The offtaker told MEED that, following the groundbreaking of the Abu Dhabi bess project, also known as PV5, it has been seeking government approvals to release a request for proposals for PV6 and PV7. If all goes according to plan, the expression of interest process should be launched soon.
Transmission
Beyond generation, there remains a steady flow of transmission infrastructure investment, led by Taqa Transmission, which awarded $830m across 11 grid projects last year.
The largest of these involves a $240m contract to build three 400kV substations in Abu Dhabi. Larsen & Toubro, Germany’s Siemens Energy and Japan’s Toshiba are working as the main contractor.
Total power transmission contracts reached $2.8bn in 2025, a slight increase from $2.5bn the year before.
Transmission and distribution upgrades have become central to maintaining grid stability and integrating intermittent renewables.
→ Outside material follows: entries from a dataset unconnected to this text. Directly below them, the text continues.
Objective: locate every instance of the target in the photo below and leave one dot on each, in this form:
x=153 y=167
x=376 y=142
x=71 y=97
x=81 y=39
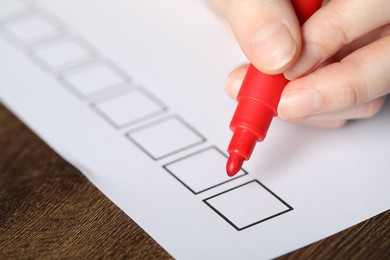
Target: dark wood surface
x=48 y=209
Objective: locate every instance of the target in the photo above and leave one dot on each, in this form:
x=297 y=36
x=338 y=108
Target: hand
x=338 y=62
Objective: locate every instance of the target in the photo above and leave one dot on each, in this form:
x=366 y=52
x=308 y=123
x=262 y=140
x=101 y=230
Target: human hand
x=342 y=72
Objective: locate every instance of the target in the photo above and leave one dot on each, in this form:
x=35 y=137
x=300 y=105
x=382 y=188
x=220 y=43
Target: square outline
x=91 y=64
x=52 y=20
x=90 y=52
x=158 y=121
x=163 y=108
x=289 y=208
x=195 y=153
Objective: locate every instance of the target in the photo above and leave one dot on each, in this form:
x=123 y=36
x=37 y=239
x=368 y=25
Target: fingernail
x=310 y=58
x=299 y=103
x=234 y=82
x=273 y=45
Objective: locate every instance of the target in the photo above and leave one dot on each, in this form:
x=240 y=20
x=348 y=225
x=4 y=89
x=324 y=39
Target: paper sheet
x=131 y=93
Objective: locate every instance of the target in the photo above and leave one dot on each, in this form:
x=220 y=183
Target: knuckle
x=371 y=108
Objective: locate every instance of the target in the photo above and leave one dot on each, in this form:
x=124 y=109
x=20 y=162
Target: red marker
x=258 y=100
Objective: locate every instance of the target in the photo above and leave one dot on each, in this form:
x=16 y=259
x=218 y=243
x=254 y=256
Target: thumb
x=268 y=32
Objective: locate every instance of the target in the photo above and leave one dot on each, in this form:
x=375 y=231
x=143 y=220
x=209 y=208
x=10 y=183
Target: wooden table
x=48 y=209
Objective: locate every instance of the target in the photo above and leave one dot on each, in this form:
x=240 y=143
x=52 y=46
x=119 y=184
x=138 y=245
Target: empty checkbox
x=93 y=77
x=247 y=205
x=202 y=170
x=165 y=137
x=60 y=53
x=31 y=28
x=130 y=108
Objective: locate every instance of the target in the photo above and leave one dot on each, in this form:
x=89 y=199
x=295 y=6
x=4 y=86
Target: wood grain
x=48 y=209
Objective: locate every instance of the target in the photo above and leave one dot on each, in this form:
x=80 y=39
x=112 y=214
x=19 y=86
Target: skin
x=338 y=62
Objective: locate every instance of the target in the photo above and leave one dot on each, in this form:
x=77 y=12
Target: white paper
x=138 y=106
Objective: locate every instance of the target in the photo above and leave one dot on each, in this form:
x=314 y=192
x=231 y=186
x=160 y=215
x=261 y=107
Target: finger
x=337 y=24
x=267 y=31
x=314 y=122
x=360 y=77
x=235 y=79
x=335 y=119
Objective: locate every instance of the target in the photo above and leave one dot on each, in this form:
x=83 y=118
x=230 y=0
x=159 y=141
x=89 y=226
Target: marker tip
x=234 y=164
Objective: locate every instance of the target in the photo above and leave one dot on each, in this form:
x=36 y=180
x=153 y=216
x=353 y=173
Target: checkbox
x=32 y=27
x=247 y=205
x=130 y=108
x=165 y=137
x=60 y=53
x=93 y=77
x=11 y=7
x=202 y=170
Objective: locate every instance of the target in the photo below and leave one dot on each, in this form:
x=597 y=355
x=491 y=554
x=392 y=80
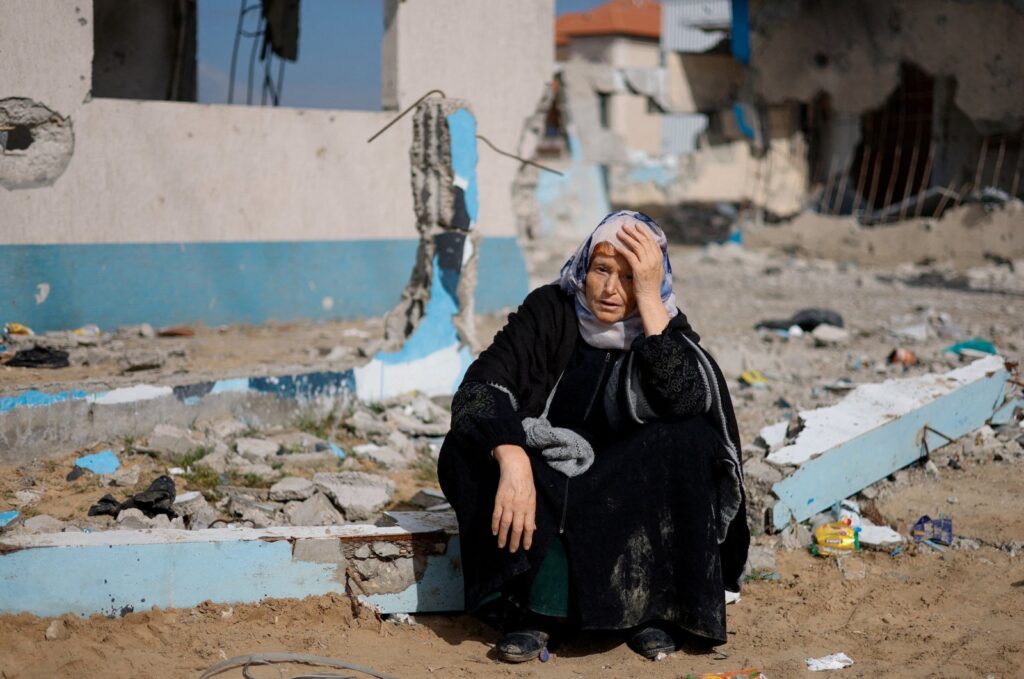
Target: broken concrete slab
x=229 y=565
x=316 y=510
x=292 y=487
x=256 y=450
x=42 y=523
x=358 y=495
x=878 y=429
x=194 y=507
x=173 y=442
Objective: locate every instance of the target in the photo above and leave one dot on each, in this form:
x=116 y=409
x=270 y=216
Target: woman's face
x=609 y=285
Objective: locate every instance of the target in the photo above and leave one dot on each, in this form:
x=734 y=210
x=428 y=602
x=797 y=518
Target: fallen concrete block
x=256 y=450
x=358 y=495
x=316 y=510
x=292 y=487
x=880 y=428
x=177 y=568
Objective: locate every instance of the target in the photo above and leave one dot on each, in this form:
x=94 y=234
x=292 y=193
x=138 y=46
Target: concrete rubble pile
x=229 y=473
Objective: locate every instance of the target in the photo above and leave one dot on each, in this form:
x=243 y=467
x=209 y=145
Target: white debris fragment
x=834 y=662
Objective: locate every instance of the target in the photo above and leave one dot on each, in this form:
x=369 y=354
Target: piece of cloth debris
x=158 y=499
x=806 y=320
x=39 y=357
x=103 y=462
x=834 y=662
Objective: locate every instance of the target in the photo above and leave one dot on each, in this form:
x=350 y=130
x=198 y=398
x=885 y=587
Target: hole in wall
x=16 y=137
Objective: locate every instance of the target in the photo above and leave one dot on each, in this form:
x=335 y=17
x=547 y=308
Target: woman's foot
x=649 y=640
x=521 y=645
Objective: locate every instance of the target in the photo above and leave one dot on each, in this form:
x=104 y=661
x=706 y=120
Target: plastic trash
x=976 y=347
x=836 y=538
x=17 y=329
x=834 y=662
x=103 y=462
x=936 y=531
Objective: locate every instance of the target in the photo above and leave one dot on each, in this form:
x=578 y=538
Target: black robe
x=643 y=526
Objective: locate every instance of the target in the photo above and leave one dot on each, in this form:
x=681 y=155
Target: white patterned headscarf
x=572 y=281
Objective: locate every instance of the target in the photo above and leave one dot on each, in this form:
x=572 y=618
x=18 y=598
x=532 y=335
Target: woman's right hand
x=515 y=503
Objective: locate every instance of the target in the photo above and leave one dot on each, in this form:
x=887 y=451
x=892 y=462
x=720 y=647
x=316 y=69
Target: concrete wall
x=852 y=49
x=497 y=55
x=178 y=212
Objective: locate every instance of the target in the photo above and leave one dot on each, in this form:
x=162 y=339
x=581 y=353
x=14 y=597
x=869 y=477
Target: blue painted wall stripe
x=226 y=283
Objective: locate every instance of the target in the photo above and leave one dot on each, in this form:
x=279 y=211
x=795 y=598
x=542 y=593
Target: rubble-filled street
x=912 y=608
Ewec and Taqa are expanding 400kV and 132kV networks across Abu Dhabi and the Northern Emirates, while Dewa continues to reinforce its cable and substation systems in Dubai. These works are vital precursors to the next phase of large-scale solar and battery storage integration.
Waste-to-energy
Waste-to-energy (WTE) is becoming an increasingly important part of the UAE’s infrastructure pipeline as the country seeks to reduce landfill dependence and diversify its power mix through alternative generation sources.
In Ajman, Ajman Sewerage Private Company is progressing the fourth-phase expansion of its sewerage system, which includes the flagship sludge-to-energy (S2E) facility. Belgium’s Besix has been appointed as the engineering, procurement and construction contractor.
In Sharjah, Emirates Waste to Energy Company, a joint venture of Beeah Group and Tadweer Group, is planning the second phase of its WTE treatment plant. The estimated $200m expansion is expected to almost double the facility’s annual output to 60MW, while increasing processing capacity to 600,000 tonnes of hard-to-recycle waste a year.
It is understood that a consortium led by Samsung E&A and China Everbright Environment Group has submitted the lowest bid, with a contract award expected in the coming months.
Meanwhile, Dubai Municipality issued a tender in February for consultancy services related to the second phase of the Warsan WTE Plant. The scheme is estimated to cost $500m and follows the emirate’s first major WTE public-private partnership project, which entered full commercial operations in 2024.